Aku semakin sendiri saja. Bagaimana aku akan sembuh, didekati pun tak pernah.
Bagaimana aku mau diam, siapa yang tahu kalau aku sedang menjerit-jerit karena takut
dengan kecoa, sesak karena pengap lama-lama di penjara kotor ini.

Siapakah yang masih berbelas kasihan padaku, yang masih peduli melihat
keadaanku. Aku sudah tak berdaya, rambut acak–acakan. Senyum–senyum tapi hati ini
teriris.Tubuhku yang gemuk kini mongering dan dekil. Aku berontak, aku lemparkan
barang–barang yang ada di kamar, hingga suatu ketika aku mendapatkan kesempatan
untuk menyelusup kabur, itu pun karena kamarku mau dibersihkan. Selama berbulan–
bulan tak tersentuh cahaya sedikitpun. Saat ayah lengah aku belari aku ingin
bernosatalgia dengan alam.

Kembali tragedi 2 tahun silam terulang, aku dianggap mengamuk lagi. Aku
menggemparkan seluruh kampung. Tapi kali ini aku mengamuk betulan. Aku berontak
sejadi-jadinya, aku tendangi kandang–kandang ayam milik ayah sampai ayamnya lari
tunggang–langgang, aku dorong jemuran baju hingga baju–baju yang masih basah kotor
karena jatuh ke tanah. Aku berteriak–teriak hingga mereka pikir aku kesurupan lagi.
Dukun sudah dipanggil, para ibu mengambil irus yang katanya untuk mengusir arwah
yang merasuk ke tubuhku. Mereka seperti orang-orang yang tak punya hati saja.

Saat kondisi mulai membaik, saatnya aku menerima ganjaran atas ulahku, kaki dan
tanganku diikat. Malamnya pak RW datang ke rumah.
“Assalamu’laikum”
“Wa’alaikumsalam, eh pak RW tumben ada apa ya…, silahkan duduk Pak.”
“Terimakasih pak, begini lho maksud kedatangan saya kasini adalah untuk mencoba
memberikan solusi mengenai Tati.”
“Aduh pak mau diobatin kemana lagi? Bapak kan tahu sudah bertahun–tahun usaha
kami menyembuhkan Tati gagal terus.” Pak RW dan Ayah bicara panjang lebar, aku
sudah tak dengar apa lagi yang mereka bicarakan.

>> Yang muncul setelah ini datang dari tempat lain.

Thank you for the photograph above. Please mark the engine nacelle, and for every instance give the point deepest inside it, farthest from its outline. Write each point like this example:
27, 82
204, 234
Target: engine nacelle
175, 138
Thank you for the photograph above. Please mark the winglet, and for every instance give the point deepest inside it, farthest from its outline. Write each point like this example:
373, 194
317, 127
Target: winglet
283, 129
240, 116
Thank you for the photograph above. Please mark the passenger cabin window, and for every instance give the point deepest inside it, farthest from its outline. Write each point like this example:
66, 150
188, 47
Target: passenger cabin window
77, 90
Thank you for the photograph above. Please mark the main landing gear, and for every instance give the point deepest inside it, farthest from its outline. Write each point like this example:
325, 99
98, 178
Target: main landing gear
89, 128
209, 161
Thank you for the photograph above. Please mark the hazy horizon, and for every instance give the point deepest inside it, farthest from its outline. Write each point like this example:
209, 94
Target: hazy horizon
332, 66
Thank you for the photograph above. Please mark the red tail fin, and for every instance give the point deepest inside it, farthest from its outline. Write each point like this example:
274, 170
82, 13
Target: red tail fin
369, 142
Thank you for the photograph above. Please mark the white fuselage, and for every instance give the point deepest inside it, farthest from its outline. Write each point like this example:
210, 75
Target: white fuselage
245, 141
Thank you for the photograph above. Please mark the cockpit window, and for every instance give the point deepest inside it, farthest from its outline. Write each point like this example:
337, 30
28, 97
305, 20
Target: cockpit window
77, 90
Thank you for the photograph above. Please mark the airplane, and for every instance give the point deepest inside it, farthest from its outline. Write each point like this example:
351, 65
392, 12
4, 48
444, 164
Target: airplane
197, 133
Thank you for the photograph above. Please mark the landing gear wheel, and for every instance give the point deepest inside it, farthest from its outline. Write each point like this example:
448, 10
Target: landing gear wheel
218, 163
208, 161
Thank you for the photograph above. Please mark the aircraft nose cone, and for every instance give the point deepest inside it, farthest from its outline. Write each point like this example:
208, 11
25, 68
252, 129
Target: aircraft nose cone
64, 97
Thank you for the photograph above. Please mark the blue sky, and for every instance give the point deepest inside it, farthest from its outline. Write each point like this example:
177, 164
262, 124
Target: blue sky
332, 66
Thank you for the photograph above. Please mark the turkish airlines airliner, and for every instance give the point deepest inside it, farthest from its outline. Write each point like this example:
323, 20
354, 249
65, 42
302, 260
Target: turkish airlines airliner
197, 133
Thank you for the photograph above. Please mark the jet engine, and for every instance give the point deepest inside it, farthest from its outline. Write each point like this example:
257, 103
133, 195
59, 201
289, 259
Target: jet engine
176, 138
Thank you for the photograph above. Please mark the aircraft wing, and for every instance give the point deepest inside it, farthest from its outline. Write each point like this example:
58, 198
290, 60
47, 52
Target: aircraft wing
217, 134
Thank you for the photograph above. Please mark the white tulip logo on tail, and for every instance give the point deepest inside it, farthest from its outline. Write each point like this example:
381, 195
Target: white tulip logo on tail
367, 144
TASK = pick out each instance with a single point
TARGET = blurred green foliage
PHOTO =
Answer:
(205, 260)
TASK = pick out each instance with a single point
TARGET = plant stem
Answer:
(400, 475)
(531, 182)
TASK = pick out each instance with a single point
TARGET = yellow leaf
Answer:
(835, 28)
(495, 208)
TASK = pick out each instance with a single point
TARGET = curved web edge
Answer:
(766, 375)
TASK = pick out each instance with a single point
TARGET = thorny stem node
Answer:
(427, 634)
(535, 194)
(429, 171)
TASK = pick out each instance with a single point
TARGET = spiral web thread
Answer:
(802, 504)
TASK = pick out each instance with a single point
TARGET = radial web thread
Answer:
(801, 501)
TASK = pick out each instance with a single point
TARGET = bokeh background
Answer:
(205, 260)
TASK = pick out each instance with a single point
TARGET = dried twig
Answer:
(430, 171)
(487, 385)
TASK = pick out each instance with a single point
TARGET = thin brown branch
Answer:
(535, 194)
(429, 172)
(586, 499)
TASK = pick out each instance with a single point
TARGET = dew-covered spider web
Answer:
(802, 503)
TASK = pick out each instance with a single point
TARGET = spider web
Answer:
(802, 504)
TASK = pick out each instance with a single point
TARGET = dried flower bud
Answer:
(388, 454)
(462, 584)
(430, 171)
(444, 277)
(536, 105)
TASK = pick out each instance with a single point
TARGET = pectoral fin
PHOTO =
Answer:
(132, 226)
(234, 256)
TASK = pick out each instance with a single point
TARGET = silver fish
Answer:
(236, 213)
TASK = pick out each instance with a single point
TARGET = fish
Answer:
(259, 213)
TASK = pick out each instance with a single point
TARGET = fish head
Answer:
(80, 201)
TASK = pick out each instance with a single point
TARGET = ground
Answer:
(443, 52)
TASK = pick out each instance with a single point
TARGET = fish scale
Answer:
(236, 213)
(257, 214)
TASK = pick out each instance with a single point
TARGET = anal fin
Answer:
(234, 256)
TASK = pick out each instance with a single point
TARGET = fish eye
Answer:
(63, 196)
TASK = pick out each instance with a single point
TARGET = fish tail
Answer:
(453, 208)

Entah dapat bisikan dari algojo mana pak RW datang ke rumah hanya untuk
berunding ide yang sama sekali tak berperikemanusiaan. Beliau menyarankan untuk
membuatkan gubuk kecil di sebelah rumah untuk mengurungku. Pak RW pikir aku
perlu diasingkan, bahkan kalau perlu dipasung. Karena aku sudah meresahkan warga.
Dan entah atas dasar apa keluargaku setuju begitu saja.

Satu hari penjara baruku siap menjadi hunianku. Gubuk setinggi 1,5 m dengan luas
2 x 1 m. Beralaskan terpal dan dinding kayu yang tersusun tak rapat. Sehingga angin
malam dapat dengan bebas mendinginkanku. Serta atap seng–seng bekas membalut
gadis gila ini. Aku gila, aku idiot, apa liangkunganku yang tidak waras?. Gubuk kecil
yang lebih mirip dengan kandang kambing ini menjadi saksi ratapanku. Apa ada yang
tahu gadis gila ini merasa kedinginan di tengah malam, lapar karena jatah yang tak
teratur, takut kala hujan dengan petir yang menyambar–nyambar. Takut pada angsa yang
kerap menjulurkan lehernya kepundakku serta bau busuk dari comberan di sebelah
gubukku. Keluargaku, pelindungku malah menjadi serdadu yang tak kenal ampun pada
tahanan.

Tak bisa lagi aku membedakan antara adzan magrib dan adzan subuh, tak tahu
sudah berapa siang dan malam bergilir, tak tahu kapan lagi bulan Agustus datang,
mengenang kembali musabab terpuruknya aku, sang gadis idiot di gubuk derita ini.